Humour me for a paragraph while I rant about not-fashion. I absolutely adore the Alice books and the subsequent works of art they’ve inspired including half my Year 12 portfolio. The books themselves are fairly unintelligible (in a good way), but I believe the strength of Alice comes from the ability of new artists to project onto the existing work. Burton’s recent remake was one of the most disappointing and heartless adaptations I’ve ever seen, and I say that because I’m a fan of Burton, Depp and Alice. It was truly horrible and whenever someone brings it up I always point them to the recent Syfy adaptation that’s at least 20 times better made at a fraction of the price.
The adaptation is not without its weaknesses and I would go on if this were a TV review site, but what is important is the fantastic costume interpretations of the characters. I’ve read they were designed by Angus Strathie who also designed the costumes for Moulin Rouge. At some point in the future I might write a deconstruction post for several characters, but what I like to focus on is either the sheer brilliance or fashion suicide:
Blue dress, red tights.
I’m on the side of sheer brilliance. They’re both primary colours that contrast and really bring out the vibrance of the other colour. Most people, myself included, tend to stick to analogous colour harmonies when “matching” colours.
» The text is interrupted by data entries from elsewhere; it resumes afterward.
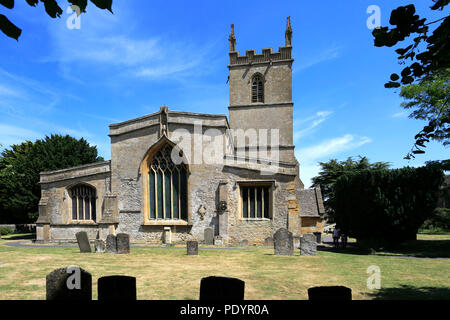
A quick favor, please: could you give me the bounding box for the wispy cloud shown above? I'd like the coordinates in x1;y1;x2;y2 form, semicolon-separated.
0;124;42;148
296;134;372;187
294;44;342;73
392;111;408;118
293;111;332;140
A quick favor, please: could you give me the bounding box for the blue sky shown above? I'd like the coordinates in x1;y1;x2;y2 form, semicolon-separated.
0;0;448;186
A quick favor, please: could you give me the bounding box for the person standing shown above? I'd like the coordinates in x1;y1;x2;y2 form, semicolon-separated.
333;226;340;249
341;232;348;249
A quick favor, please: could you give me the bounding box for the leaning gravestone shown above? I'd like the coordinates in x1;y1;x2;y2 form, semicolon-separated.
264;237;274;247
186;240;198;255
98;275;137;300
116;233;130;254
204;227;214;245
46;266;92;300
200;276;245;301
300;234;317;256
75;231;92;253
94;240;105;253
273;228;294;256
106;234;117;253
308;286;352;300
239;239;249;246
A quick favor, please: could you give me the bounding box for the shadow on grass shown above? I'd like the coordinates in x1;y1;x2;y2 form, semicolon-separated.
318;238;450;258
368;285;450;300
1;233;36;241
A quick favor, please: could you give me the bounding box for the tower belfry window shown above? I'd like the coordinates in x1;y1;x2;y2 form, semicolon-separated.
251;75;264;103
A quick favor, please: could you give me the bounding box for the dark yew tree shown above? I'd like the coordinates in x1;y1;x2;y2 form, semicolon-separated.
0;134;104;223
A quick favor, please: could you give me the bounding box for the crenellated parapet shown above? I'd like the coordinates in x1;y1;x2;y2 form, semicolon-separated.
229;46;293;66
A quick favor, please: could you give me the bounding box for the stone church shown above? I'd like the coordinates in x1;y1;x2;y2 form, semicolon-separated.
36;17;325;244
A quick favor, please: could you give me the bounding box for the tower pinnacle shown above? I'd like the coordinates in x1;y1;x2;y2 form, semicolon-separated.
285;16;292;46
229;24;236;52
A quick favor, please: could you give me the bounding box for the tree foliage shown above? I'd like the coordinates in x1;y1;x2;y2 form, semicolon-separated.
400;69;450;158
0;134;104;223
334;164;444;248
311;156;390;221
372;1;450;158
0;0;113;40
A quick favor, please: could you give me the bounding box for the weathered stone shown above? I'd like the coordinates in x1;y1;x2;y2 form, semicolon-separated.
264;237;274;247
300;234;317;256
308;286;352;300
94;239;105;253
116;233;130;254
186;240;198;255
204;227;214;245
98;275;136;300
46;266;92;300
239;239;248;246
106;234;117;253
274;228;293;256
214;235;223;246
75;231;91;253
293;236;301;249
200;276;245;300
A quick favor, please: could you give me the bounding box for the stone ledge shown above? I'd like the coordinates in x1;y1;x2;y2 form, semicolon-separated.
142;220;191;226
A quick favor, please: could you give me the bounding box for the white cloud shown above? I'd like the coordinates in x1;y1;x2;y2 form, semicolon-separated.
294;111;332;140
392;111;408;118
296;134;372;186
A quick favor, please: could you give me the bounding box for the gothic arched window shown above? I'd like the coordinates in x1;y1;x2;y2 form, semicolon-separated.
148;144;188;220
70;184;96;221
251;74;264;103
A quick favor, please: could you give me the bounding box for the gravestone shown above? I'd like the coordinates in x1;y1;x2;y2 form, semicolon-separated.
46;266;92;300
199;276;245;301
264;237;274;247
293;236;301;249
186;240;198;255
308;286;352;300
204;227;214;245
98;276;137;300
313;232;322;244
116;233;130;254
94;240;105;253
273;228;294;256
214;235;223;246
75;231;91;253
300;234;317;256
239;239;248;246
106;234;117;253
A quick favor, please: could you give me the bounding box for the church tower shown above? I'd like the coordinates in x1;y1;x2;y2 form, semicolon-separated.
228;17;295;164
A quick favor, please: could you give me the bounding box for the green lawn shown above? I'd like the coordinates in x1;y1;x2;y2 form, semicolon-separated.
0;233;449;300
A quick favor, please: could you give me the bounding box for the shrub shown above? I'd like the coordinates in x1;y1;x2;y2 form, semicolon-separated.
334;164;444;248
0;226;14;235
420;208;450;233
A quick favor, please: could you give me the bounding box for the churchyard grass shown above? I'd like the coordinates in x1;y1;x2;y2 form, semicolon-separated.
0;233;449;300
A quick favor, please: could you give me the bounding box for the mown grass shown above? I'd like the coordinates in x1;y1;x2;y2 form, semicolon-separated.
0;233;449;300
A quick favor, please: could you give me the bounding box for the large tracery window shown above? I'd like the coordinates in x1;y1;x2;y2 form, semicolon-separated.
70;185;96;221
148;144;188;220
251;74;264;103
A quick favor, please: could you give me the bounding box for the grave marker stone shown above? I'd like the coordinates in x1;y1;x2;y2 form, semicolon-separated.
204;227;214;245
187;241;198;255
308;286;352;300
300;234;317;256
98;275;137;300
116;233;130;254
273;228;294;256
75;231;91;253
46;266;92;300
200;276;245;301
264;237;274;247
94;240;105;253
106;234;117;253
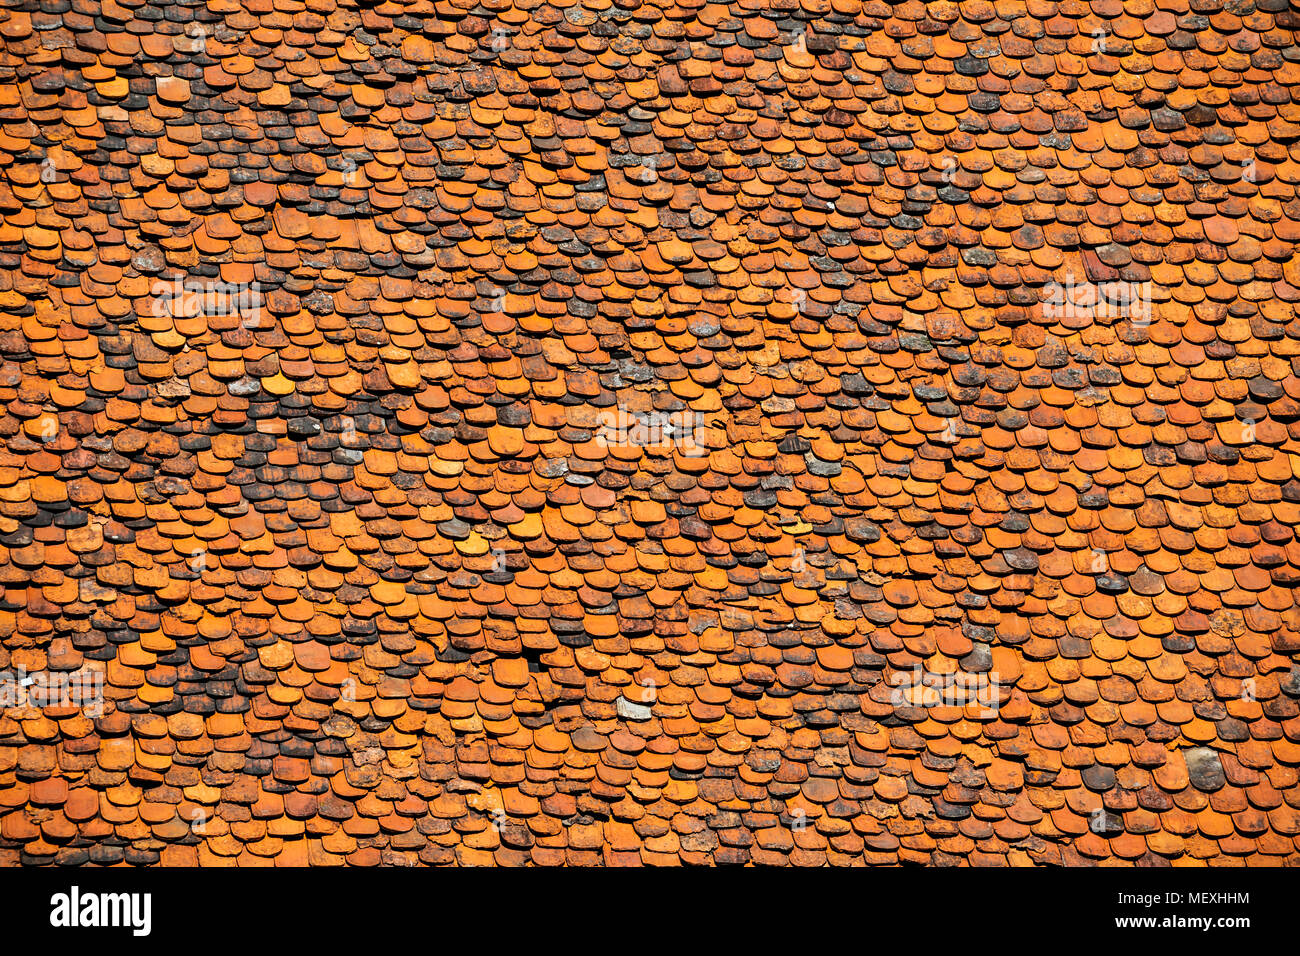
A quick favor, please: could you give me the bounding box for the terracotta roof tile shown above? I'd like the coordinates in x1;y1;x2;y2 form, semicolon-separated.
1;0;1299;867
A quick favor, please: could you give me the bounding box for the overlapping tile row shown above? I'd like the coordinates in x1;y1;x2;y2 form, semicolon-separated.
0;0;1298;866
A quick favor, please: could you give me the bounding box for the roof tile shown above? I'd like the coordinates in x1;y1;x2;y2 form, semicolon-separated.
1;0;1298;868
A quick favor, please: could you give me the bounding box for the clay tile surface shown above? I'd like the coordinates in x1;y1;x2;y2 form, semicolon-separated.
0;0;1299;868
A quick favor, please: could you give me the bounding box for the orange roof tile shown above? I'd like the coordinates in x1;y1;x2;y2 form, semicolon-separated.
0;0;1299;868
But there are lots of harmonic colour combinations from colours that you wouldn’t think could work together.
Visual artists and graphic designers are probably familiar with colour theory and the colour wheel but I think just knowing a little about how colours work can really improve an outfit! For some people this comes quite naturally, but I personally find it difficult to even entertain the idea of combining brown, blue and green even though it looks great if you pick the right hues and shades.
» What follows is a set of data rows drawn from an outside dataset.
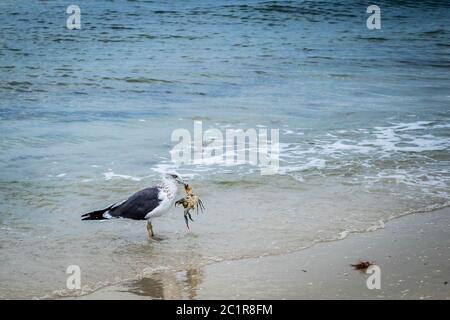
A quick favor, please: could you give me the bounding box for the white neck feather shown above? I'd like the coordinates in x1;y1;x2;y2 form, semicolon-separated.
160;177;178;200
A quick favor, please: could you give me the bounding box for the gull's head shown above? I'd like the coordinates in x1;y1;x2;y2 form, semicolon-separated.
163;171;185;185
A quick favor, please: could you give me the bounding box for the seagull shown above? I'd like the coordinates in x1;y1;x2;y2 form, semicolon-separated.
81;171;185;239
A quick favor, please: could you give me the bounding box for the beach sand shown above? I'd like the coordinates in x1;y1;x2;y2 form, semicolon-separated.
74;207;450;300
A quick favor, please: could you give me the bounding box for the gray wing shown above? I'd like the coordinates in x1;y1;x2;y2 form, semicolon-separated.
108;187;161;220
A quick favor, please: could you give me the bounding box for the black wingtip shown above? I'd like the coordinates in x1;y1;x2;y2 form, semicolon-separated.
81;209;108;221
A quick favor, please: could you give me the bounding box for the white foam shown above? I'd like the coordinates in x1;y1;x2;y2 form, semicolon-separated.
142;266;170;276
386;121;433;132
433;123;450;129
322;140;373;154
152;163;179;174
366;220;386;232
103;171;142;181
48;173;67;178
278;158;326;175
338;230;350;240
154;120;449;193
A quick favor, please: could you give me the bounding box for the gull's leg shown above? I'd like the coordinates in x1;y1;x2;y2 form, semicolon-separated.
147;220;165;241
146;220;154;239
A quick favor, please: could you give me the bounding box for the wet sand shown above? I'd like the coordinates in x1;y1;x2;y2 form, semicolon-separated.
75;207;450;300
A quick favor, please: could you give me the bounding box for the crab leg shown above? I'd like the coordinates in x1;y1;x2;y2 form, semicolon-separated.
198;199;205;213
184;209;190;229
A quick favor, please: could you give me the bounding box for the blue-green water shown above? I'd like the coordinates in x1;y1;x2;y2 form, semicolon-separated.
0;0;449;298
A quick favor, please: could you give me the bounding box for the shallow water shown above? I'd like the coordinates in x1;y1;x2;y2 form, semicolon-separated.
0;0;449;299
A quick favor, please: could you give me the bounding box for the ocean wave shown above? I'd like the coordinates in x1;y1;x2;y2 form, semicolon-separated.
153;120;450;204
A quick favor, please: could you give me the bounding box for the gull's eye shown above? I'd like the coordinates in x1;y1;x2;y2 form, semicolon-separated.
171;174;178;178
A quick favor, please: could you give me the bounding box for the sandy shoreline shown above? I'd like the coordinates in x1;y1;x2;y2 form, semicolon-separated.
73;207;450;300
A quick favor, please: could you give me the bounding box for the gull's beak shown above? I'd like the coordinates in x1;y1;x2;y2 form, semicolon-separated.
176;176;185;185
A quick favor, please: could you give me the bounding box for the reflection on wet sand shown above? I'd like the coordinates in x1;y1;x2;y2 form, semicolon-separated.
122;268;203;299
If you want to expand your colour combination horizons then I would suggest playing around with Adobe’s online kuler tool. The site was meant for graphic and web designers to experiment with colour combinations, but it works equally well for clothing choices. The tool has several preset colour harmonies so you can pick one colour and it will adjust the other colours for you. Be bold!
Aaaand if you’re sick of all this arty-farty stuff then this site has a pretty good rundown of the Alice and Hatter costumes (and strangely homewares too) although the focus is more on shopping than improvising.